Et puis je repense au livre de Marie Robert. Au fait que je ne l’ai pas aimé. En fait, je crois que je ne l’ai pas aimé parce qu’il est peut être trop doux. Trop de douceur qui me met mal à l’aise. Je n’ai jamais été à l’aise avec la douceur. Ma mère est d’une grande douceur. Elle a toujours fait des câlins, et dit, très facilement, aux gens qu’elles les aiment. Ma mère met des cœurs partout dans ses messages, à tout le monde. Même à ceux qu’elle ne connaît pas. Ma mère écoute toute la misère du monde, venant même d’inconnus sans broncher, répondant avec le mot juste. Je trouvais que c’était trop. Je ne comprenais pas l’intérêt pour elle. C’en est même devenue une blague, celle du chinchilla. Parce qu’elle s’est retrouvé une fois à découvrir la vie du chinchilla, racontée par un monsieur probablement un peu seul dans une animalerie, pendant des minutes interminables. Sans broncher. Elle rencontre souvent des chinchillas : de parfaits inconnus qui lui racontent leur vie, sans considération aucune pour la sienne. Je ne comprenais pas. Qu’est-ce que ça pouvait bien lui apporter ? Autant l’histoire du chinchilla n’était pas lourde mais ce n’est pas le cas de toutes les histoires. Certaines étaient bien plus lourdes, et l’affectaient. Et puis, à force d’exprimer régulièrement et fièrement sa tendresse, c’en est devenu trop. J’ai lu une histoire il y a peu, d’une petite fille qui claironnait à son père en permanence qu’elle l’aimait. Son père a fini par lui dire qu’elle le disait trop. Que ça perdait de sa valeur. Simple loi de l’offre et de la demande. C’est la rareté qui donne de la valeur aux choses. Il n’y a qu’à voir le marketing des grandes marques de luxe, comme Ferrari. Des séries limitées, réservées à l’avance par des clients réguliers triés sur le volet, sans possibilité de revendre à sa guise. Tout le monde se les arrache. Pareil pour les Rolex. 

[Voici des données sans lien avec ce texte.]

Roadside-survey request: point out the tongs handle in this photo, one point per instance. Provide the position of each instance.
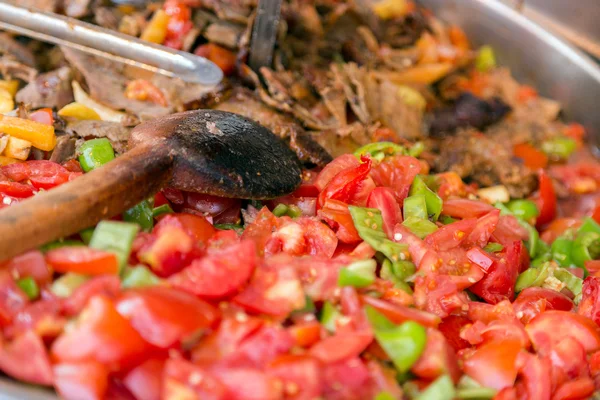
(92, 39)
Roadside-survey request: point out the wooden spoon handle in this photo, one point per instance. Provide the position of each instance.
(85, 201)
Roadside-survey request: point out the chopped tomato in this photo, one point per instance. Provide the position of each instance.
(398, 174)
(103, 335)
(532, 157)
(81, 380)
(43, 116)
(437, 359)
(165, 316)
(494, 364)
(534, 300)
(143, 90)
(219, 274)
(546, 200)
(106, 285)
(82, 260)
(225, 59)
(26, 359)
(383, 199)
(31, 264)
(337, 215)
(346, 184)
(552, 326)
(145, 380)
(399, 314)
(300, 374)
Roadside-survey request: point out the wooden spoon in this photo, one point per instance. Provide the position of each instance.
(206, 151)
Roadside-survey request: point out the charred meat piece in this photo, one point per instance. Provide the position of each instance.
(52, 89)
(243, 102)
(467, 111)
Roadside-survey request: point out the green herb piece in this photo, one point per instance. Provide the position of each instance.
(95, 153)
(30, 287)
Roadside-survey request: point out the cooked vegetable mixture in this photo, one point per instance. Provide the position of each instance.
(444, 243)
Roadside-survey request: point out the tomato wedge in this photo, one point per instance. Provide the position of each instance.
(82, 260)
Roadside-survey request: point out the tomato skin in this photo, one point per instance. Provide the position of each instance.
(12, 298)
(451, 327)
(145, 380)
(527, 303)
(399, 314)
(578, 389)
(437, 359)
(499, 282)
(306, 333)
(30, 264)
(397, 173)
(341, 347)
(337, 215)
(345, 185)
(464, 208)
(81, 381)
(194, 225)
(219, 274)
(589, 306)
(103, 335)
(26, 359)
(301, 376)
(552, 326)
(383, 199)
(339, 164)
(494, 364)
(225, 59)
(546, 200)
(43, 116)
(106, 285)
(165, 316)
(82, 260)
(535, 375)
(184, 380)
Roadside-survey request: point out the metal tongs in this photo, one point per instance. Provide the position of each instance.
(98, 41)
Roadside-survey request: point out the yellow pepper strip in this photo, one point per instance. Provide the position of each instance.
(156, 30)
(40, 135)
(388, 9)
(7, 160)
(425, 74)
(17, 148)
(6, 102)
(78, 111)
(11, 85)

À l’inverse, mon père. Ce n’est pas qu’il était distant. Mais plus pudique. Ce qui a rendu ses gestes de tendresse bien plus précieux. Et puis la balance s’est inversée, lorsqu’il a eu besoin de réconfort. Depuis, il s’exprime. Il réclame. De la tendresse, de la douceur, du réconfort. Ça a commencé à me mettre mal à l’aise. Là où ma mère, à l’inverse, a accepté de mettre plus de distance. De ne pas imposer ses accès. De respecter une certaine froideur. De laisser l’affection venir à elle plutôt que de la chasser. Tout en en prodiguant par de petits gestes, parfois anodins, mais toujours présents. Et c’est le genre de douceurs que j’apprécie. Comment un petit chocolat après le repas. Alors finalement, je ne sais pas s’il y a de bonnes façons d’exprimer sa tendresse. D’être douce. Je crois surtout qu’il y a différentes façons de faire, qui nous appartiennent, et que c’est cette diversité qui me réconforte. Comme se clôturerait un post matinal de Marie Robert, je vous souhaite, en ce post tardif, de percevoir la douceur.